April 21, 2006
Miro Heirs Quash Google Tribute

Searching with Google yesterday, I smiled at its logo, playfully reworked to look like a Joan Miró painting in honor of the Spanish artist's birthday. His family and Artist's Rights Society weren't smiling, the Mercury News reported, asking Google to remove the tribute mid-day. Google honored the request while saying that the logo did not infringe.

[President of Artists Rights Society Theodore] Feder said the society receives hundreds of requests each day from media organizations who are interested in reproducing a copyrighted work in some form. He said the authorization process is simple: all Google needed to do was send an e-mail asking permission to use the images.

"We would have asked the estate or the family, and they would have said yes or no," he said.

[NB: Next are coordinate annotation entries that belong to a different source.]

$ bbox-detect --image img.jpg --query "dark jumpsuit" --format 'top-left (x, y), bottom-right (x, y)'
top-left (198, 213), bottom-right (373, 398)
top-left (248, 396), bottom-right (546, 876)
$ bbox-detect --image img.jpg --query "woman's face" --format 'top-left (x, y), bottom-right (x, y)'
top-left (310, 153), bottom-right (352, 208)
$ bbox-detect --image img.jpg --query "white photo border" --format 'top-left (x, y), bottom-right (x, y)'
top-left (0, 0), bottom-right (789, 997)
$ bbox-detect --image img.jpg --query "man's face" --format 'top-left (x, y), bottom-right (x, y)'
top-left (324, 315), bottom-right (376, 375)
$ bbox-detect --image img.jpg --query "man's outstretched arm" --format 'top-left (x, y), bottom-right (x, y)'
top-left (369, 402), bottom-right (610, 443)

But fair use, as U.S. courts recognize it, eliminates the need to ask permission. Fair use saves us from the sanitized world where only authorized tributes or commentary are permitted. Moral rights, applied in many European countries but not the U.S., protect the "integrity" of artists' works -- but even that was hardly under threat.

No one would think from this logo, which linked to a Google search for "Joan Miró," that the artist (who died in 1983) endorsed Google; instead, many more might have been inspired, as I was, to click through to some of the originals artworks whose elements were re-mixed here. Copyright prevents someone from making Miró lithographs without permission, it doesn't and shouldn't prevent Google from honoring artists before they're dead 70 years.

Enterprising Wikipedians have already added note of the controversy to the Miró biography.